You know Noh, no?
Chiori Miyagawa does. The Bard College playwright-in-residence, a Radcliffe Fellow this year, has steeped herself in Noh theater, a measured style of Japanese drama that dates back to the 14th century.
It’s one of the many literary echoes — some old, some ancient — that she brings to her work. “I often time travel,” Miyagawa told a lecture audience March 16 at the Radcliffe Gymnasium. “It’s my favorite thing to do as a playwright.”
Her 14 plays reach back to events for inspiration, including the 1945 bombing of Hiroshima. They also reach back to other writers, among them Kate Chopin and Anton Chekhov.
Miyagawa is inspired by old stories, too — “Antigone,” for one, and “The Tale of Genji,” an 11th century Japanese classic sometimes called the first novel.
Adapting from the past, she said, “begins with my dialogue with a dead writer.” For her play “Leaving Eden,” Miyagawa drew on five Chekhov short stories. Getting ready to write, she read his plays, stories, and letters. “I fell in love,” she said.
To the Japan-born American playwright, the theater is a place to explore notions of personal and public memory. It’s also an arena in which art forms from the East and the West can tangle tellingly.

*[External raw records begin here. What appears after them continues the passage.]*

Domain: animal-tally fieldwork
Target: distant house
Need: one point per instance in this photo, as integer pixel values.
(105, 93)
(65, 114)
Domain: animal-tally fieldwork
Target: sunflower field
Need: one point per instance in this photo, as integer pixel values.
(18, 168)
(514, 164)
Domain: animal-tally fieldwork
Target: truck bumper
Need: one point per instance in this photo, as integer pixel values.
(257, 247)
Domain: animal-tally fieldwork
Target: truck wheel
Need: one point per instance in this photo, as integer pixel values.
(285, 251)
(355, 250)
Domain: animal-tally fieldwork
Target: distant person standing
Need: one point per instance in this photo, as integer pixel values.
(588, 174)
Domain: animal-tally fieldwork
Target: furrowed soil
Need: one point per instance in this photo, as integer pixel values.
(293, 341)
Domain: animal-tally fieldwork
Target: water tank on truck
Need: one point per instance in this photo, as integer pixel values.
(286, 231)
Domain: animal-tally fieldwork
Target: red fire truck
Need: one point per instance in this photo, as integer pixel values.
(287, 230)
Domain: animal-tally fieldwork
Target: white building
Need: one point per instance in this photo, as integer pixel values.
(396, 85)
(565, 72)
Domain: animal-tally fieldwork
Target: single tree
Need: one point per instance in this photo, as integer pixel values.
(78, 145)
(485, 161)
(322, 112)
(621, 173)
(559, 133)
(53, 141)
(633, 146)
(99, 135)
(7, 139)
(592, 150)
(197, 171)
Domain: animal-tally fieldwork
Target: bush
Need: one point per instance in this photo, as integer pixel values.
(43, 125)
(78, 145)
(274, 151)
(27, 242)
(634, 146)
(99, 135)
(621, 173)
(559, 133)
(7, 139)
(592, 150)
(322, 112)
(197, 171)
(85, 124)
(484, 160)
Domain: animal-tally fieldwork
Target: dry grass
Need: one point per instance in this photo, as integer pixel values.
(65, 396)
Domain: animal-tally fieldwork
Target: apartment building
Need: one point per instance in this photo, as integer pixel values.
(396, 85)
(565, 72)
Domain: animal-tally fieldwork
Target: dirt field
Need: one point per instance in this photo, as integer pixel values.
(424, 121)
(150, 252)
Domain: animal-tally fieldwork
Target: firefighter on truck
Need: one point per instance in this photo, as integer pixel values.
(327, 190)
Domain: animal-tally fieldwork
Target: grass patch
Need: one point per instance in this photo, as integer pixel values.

Miyagawa called the Radcliffe experience “this utopia.” But she’s been busy here. She is adapting a handful of Noh dramas for a new play, “Restless Souls and Haunted Spirits: Crazy Woman, Warrior, Quasi-Madman, Ghost, Another Crazy Woman, Demon, Warrior from the Other Side, and Unfortunate Man.”
The long name captures some of the stylized, masked figures that populate the old form. (The last Noh play was written in the 15th century.)
Miyagawa invited an ensemble of five friends to read two scenes from her new play, preceded by one scene from an old. Four were Radcliffe Fellows: Peter S. Cahn, Michelle Clayton, Martin Harries, and Gwyneth Lewis. The fifth was Leighton Davies, Lewis’ husband.
The dramatic readers started with a scene from “Sumida River,” written more than 500 years ago by Zeami Motokiyo. He and his father Kan’ami Kiyotsugu ushered Noh into its classical maturity.
To see a lecture at Radcliffe Gymnasium morph into a dramatic reading is a stunning experience. All the shades were drawn up in the spacious old 19th century space, letting light stream in from dozens of high windows. It was like sitting inside a brilliant chandelier.
To layer the event with context, Miyagawa’s two Radcliffe researchers related a brief history of Noh and how its plays are structured.
Noh’s plebian roots included sarugaku — literally “monkey music,” said Amy Yoshitsu ’10. It was a circus-like blend of juggling, pantomime, and drum dancing.
Dengaku was another folk prefigurement of Noh, she said, popular in rural Japan as musical accompaniment to field work.
Percussion survived in classical Noh, said Vi Vu ’10. Hip, stick, and shoulder drums, along with a woodwind flute, now give measure to stylized movements.
Noh stages are temple-like, she explained, and peopled with traditional masked characters, including god, warrior, woman, and demon.
The five dramatic readers at Radcliffe needed no masks; emotions were raw, loud, and evident. The human condition — including anger, loss, indifference, and insanity — bridged the ages between fragments of the old Zeami play and the new Miyagawa play.
“Rave for us then,” Zeami’s ferryman tells a woman distressed over her lost son. “Rave and entertain us.”
In the first scene read from the new play, the 15th century riverside ferry dock was transformed into a modern bus terminal. There, a crazy woman looking for a lost son confronts two travelers — one indifferent, and one tender.
In the next scene, an aging father is caught between the conflicting stories of his teenage son and his young new wife. Is she a cheating temptress, or is the son a sex-mad liar?
Noh contains within it, said Miyagawa, “the emotions and archetypes of humanity.” (But her new play may be the only one ever that includes the distinctly nontraditional “Woman With Tragic Hair.”)
Memory — made fragile in the space between experience and shared history — is as much a character in Miyagawa’s plays as any. “We write our own history,” she said. “We write and rewrite our history until we die.”
Miyagawa moved to the United States at age 15. Without knowing a word of English, she found herself in an upstate New York high school, “cut off from all things Japanese.”
In self-defense, said Miyagawa, “I stopped being Japanese as much as I could” — embracing her culture (and with it Noh theater) only later in adulthood.
She turned to writing plays in 1994. Her approach to craft contains a seed of the Japanese girl, cautious in a new world. “I write every word carefully,” said Miyagawa. “There are no extra sounds.”